Telling residents to use internal forms or talk only to elected officials is little help. Those are controlled channels. They are not independent. They are exactly what a free press exists to bypass. That’s why people look to journalism instead of accepting everything government news releases say without any critical thought. (And, unfortunately, today many small-town news outlets here in Niagara uncritically publish such documents as legitimate news, with no scrutiny or critical analysis.)
The town claims access to information won’t change as a result of this attempt to increase its gatekeeping. That’s disingenuous. Access isn’t just about documents — which the town often won’t even provide — it’s about whether those in power will face tough, persistent, public questioning. And provide timely answers. A government that only engages on its own terms isn’t transparent. It’s managing its image and implies it has something to fear.
Ruller’s statement isn’t about accuracy, civility or safety. It’s about controlling the narrative and disengaging from real oversight. A confident institution answers criticism with facts and evidence. It doesn’t threaten to disengage. It doesn’t pretend public officials are private citizens. And it doesn’t complain that democracy is too expensive.
And then there’s our lordly mayor, late to the party of salvaging his public image, taking to Facebook to sneer at “print media” and echo the same line of attack.
He writes that “print media” outlets are failing in their democratic role, blames “business model challenges” and suggests that opinion is “replacing” journalism — as if commentary is some kind of corruption rather than a core function of a free press. He assures readers that “all opinions are valid,” while simultaneously telling them to treat opinion as something lesser, something to be discounted.
That’s not a defence of facts.
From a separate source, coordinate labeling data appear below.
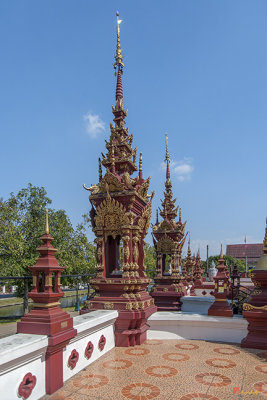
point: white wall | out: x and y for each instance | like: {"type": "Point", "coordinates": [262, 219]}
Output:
{"type": "Point", "coordinates": [90, 327]}
{"type": "Point", "coordinates": [21, 354]}
{"type": "Point", "coordinates": [24, 353]}
{"type": "Point", "coordinates": [176, 325]}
It’s a way to delegitimize criticism without answering it.
It’s also rich, coming from a mayor whose administration is actively making it harder to access public information and now threatening to disengage from questions it doesn’t like. If you want fewer “opinions,” start by answering questions. Start by releasing documents. Start by respecting scrutiny instead of trying to manage it.
The town needs to decide what it actually believes in: real accountability, or a carefully curated version where only the “right” questions get answered. You can’t claim to support a free press while openly and brazenly building a system to ignore it.
We’ll be here regardless, asking the questions, publishing the answers we’re given, and pointing out when they aren’t good enough. And during the election campaign this fall, we’ll make sure voters remember exactly who tried to teach this town that accountability is optional.